Os mortos gritam: sem anistia!
O elo entre esses mortos, vítimas do autoritarismo, da truculência, do descaso e da negligência, são os militares. Tanto na Ditadura quanto no governo do falso Messias

Neuton Correa, Aldenor Ferreira*
Publicado em: 12/04/2025 às 00:01 | Atualizado em: 12/04/2025 às 04:45
Se o infame projeto de lei da anistia for aprovado no Congresso Nacional, representará uma segunda morte para os milhares de brasileiros assassinados pela Ditadura Militar. Assim, também, para os milhares que tombaram na pandemia de covid-19.
O elo entre esses mortos, vítimas do autoritarismo, da truculência, do descaso e da negligência, são os militares.
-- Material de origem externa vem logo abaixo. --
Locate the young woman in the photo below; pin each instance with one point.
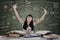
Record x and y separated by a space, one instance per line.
28 24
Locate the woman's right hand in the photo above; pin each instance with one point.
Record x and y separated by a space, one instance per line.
14 6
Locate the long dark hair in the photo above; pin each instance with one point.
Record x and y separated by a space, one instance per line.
31 23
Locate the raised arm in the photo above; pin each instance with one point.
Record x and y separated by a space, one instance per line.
17 15
42 18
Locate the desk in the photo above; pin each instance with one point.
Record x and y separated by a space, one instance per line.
11 38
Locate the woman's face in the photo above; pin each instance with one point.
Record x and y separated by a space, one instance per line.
29 18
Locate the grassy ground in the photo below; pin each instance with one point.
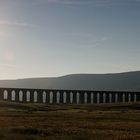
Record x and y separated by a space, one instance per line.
69 122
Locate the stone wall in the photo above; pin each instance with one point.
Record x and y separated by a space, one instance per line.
67 96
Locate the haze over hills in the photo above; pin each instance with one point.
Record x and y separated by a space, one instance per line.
128 81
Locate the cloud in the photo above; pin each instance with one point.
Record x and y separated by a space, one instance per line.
15 23
96 3
9 56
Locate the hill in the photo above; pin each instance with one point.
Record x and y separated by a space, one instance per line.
127 81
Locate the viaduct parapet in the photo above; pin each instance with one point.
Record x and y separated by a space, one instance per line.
49 96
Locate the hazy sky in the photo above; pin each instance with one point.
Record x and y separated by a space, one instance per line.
40 38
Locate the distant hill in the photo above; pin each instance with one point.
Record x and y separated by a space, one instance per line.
128 81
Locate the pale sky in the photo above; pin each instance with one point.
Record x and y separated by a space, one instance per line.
48 38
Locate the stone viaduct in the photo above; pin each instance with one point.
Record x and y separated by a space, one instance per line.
49 96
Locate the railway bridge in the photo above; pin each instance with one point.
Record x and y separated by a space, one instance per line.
54 96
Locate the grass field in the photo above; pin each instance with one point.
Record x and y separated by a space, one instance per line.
69 122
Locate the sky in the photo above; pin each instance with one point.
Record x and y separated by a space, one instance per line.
50 38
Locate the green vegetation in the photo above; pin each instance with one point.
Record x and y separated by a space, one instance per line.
19 121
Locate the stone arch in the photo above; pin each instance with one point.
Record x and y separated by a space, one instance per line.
71 97
129 97
64 97
110 98
35 96
58 97
44 97
116 97
28 96
5 95
13 95
85 98
20 95
51 97
77 97
104 97
135 97
91 98
123 97
98 98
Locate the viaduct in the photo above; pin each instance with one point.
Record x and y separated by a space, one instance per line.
49 96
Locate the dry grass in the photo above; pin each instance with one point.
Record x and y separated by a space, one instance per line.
69 122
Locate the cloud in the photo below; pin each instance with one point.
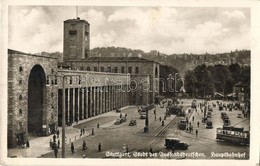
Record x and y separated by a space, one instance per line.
236 15
166 29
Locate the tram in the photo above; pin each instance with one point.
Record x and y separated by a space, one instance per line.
233 134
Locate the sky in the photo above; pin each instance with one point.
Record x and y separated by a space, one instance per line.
33 29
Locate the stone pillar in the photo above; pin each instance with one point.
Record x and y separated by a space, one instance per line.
68 107
111 97
85 102
91 101
78 103
103 99
94 101
82 90
98 101
73 105
106 99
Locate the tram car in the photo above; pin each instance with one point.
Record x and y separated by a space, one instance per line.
193 104
234 135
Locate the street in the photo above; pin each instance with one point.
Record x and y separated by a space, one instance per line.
115 138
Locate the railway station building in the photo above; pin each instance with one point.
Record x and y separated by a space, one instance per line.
93 85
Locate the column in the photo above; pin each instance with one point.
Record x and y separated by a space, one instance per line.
103 99
82 102
98 100
94 101
106 99
78 103
86 103
68 107
91 102
73 105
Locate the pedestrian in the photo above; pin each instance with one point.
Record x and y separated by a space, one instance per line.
84 145
72 147
54 137
196 133
99 147
58 133
27 144
56 152
151 150
127 149
58 143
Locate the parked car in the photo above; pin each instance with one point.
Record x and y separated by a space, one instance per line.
209 124
175 143
132 122
118 122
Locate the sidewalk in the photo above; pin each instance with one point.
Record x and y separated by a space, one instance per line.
40 145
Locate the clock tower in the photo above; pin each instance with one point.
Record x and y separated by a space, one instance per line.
76 42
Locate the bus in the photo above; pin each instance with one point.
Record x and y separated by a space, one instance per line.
234 135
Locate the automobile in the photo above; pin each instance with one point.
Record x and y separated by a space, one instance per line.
118 122
182 123
175 143
209 124
239 115
132 122
209 115
226 122
123 119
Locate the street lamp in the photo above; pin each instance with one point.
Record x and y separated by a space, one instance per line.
63 106
175 79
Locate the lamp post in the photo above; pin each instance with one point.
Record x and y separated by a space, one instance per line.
175 79
63 108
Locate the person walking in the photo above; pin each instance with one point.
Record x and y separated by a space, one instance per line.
58 143
54 137
151 150
84 145
127 149
58 133
56 152
27 144
196 133
72 148
99 147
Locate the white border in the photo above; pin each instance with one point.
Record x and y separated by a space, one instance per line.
255 81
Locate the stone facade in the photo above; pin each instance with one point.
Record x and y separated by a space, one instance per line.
76 39
19 69
139 67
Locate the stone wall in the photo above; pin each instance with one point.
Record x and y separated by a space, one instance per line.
19 68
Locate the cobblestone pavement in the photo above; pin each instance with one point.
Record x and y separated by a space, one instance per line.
114 138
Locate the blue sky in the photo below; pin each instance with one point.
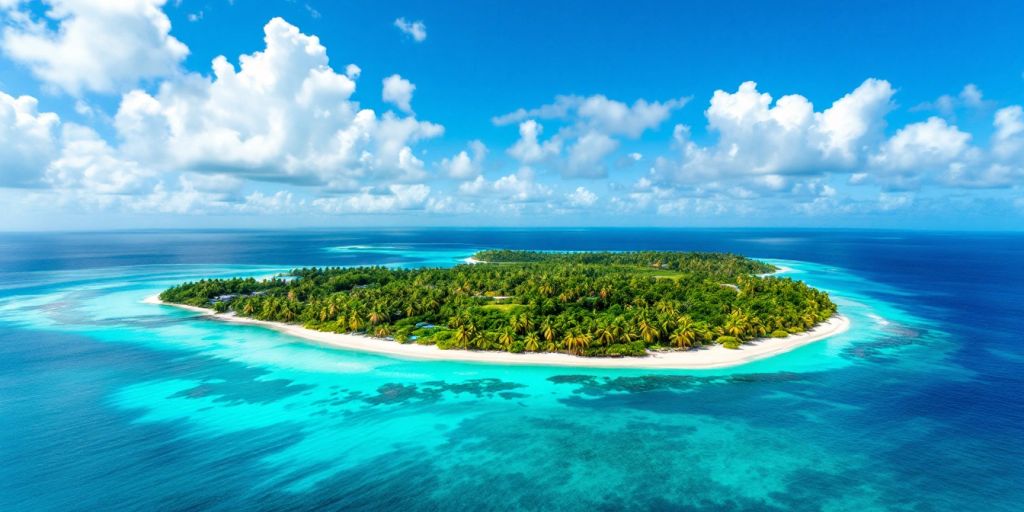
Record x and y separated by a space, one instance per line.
695 114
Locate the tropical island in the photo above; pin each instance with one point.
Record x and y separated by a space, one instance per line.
584 305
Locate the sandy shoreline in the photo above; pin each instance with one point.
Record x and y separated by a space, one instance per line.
710 357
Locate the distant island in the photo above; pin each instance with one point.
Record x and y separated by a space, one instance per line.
592 305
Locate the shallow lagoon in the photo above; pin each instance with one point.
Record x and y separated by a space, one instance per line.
113 403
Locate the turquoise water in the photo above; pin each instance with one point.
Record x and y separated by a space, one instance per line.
113 403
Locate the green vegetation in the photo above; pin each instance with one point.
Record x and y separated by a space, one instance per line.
594 304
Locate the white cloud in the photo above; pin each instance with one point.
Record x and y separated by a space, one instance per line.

Tanto na Ditadura quanto no governo do falso Messias, o Estado brasileiro foi comandado por militares da ativa e da reserva.
Não custa lembrar que, no último quadriênio presidencial, os militares assumiram a chefia de vários órgãos. Eles foram nomeados para diversos cargos, inclusive comandaram o Ministério da Saúde em plena pandemia de covid-19.
Um pesadelo
Os militares são o pior pesadelo dos brasileiros mortos e dos vivos. Tanto na Ditadura Militar quanto no governo do falso Messias, a necropolítica foi adotada como diretriz principal da gestão do Estado brasileiro.
Na ditadura, os militares prenderam, torturaram e assassinaram os que se levantaram para denunciar seus crimes e lutar pela volta da democracia. No governo do falso Messias, no comando do Ministério da Saúde, eles negaram a ciência, a gravidade da covid-19 e negligenciaram a compra de vacinas. Essa ação contribuiu para a morte de setecentos mil brasileiros.
Para piorar, como desgraça pouca é bobagem, para se manter no poder, planejaram e executaram, em parte, um novo golpe de Estado. A multidão que invadiu a sede dos três poderes em Brasília e a destruiu não agiu de maneira espontânea. Pelo contrário, foi cooptada, incentivada, financiada, motivada e convocada para tal ato.
Portanto, a proposição de uma lei de anistia, neste momento, além de ser inconstitucional, é imoral, pois não há causa justa que a justifique. O que há, de fato – e isso está fartamente documentado e comprovado – são práticas de crimes violentos. Nesse sentido, todos os que arquitetaram, financiaram e executaram precisam ser responsabilizados.
Sepulcros caiados
Nesse contexto, aqueles que saem às ruas para pedir anistia estão defendendo o interesse de criminosos. E os que apoiam tal pleito de dentro de seus gabinetes refrigerados procedem da mesma maneira. Todas essas pessoas, ainda que respirem, já estão mortas por dentro. São sepulcros caiados.
Dessa forma, é preciso que a insatisfação e a indignação dos vivos progressistas e democratas aumente. Os verdadeiramente vivos precisam gritar alto e uníssonos: “sem anistia para golpistas”! Sem anistia para reis e peões. Não pode ser diferente. Afinal, não é fácil conviver com o luto e com a injustiça.
Os verdadeiramente vivos, que acreditam e trabalham para a construção de um país soberano, democrático e justo, não podem se curvar e aceitar a aprovação de uma lei cínica. Essa lei anistia novamente militares e inclui outros criminosos. Como afirmamos, isso seria vitimar, mais uma vez, os brasileiros mortos, desonrando-os de maneira cruel e covarde.
Conclusão
Escrevo este texto em nome dos mortos. Eles, reunidos na eternidade, anseiam por justiça e exigem uma reparação histórica. Dá para ouvir as suas vozes. Eles foram vítimas dos que vestem farda verde-oliva, que usam coturnos e que tomaram de assalto o poder político do nosso país em duas ocasiões.
Em 1964, tomaram o poder por meio de um golpe direto. Em 2016, participaram ativamente do golpe jurídico-político que derrubou a presidenta Dilma Rousseff. E, em 2018, por meio de eleições livres e democráticas, chegaram ao poder. Porém, tentaram destruir o Estado Democrático de Direito. O dia 8 de janeiro de 2023 é a materialização de mais uma tentativa de golpe.
É importante lembrarmos que o golpe de 2023 chegou a ser executado em parte. O relatório da Polícia Federal indica que o ministro Alexandre de Moraes esteve bem perto de ser morto. Foi salvo pelo destino.
Diante desse cenário, é impossível pensar em anistia. Caso isso aconteça, os mortos serão obrigados a testemunhar o triunfo de seus algozes e o escárnio de uma justiça que lhes foi negada. Portanto, nós, os vivos, precisamos fazer coro com eles e gritar: sem anistia!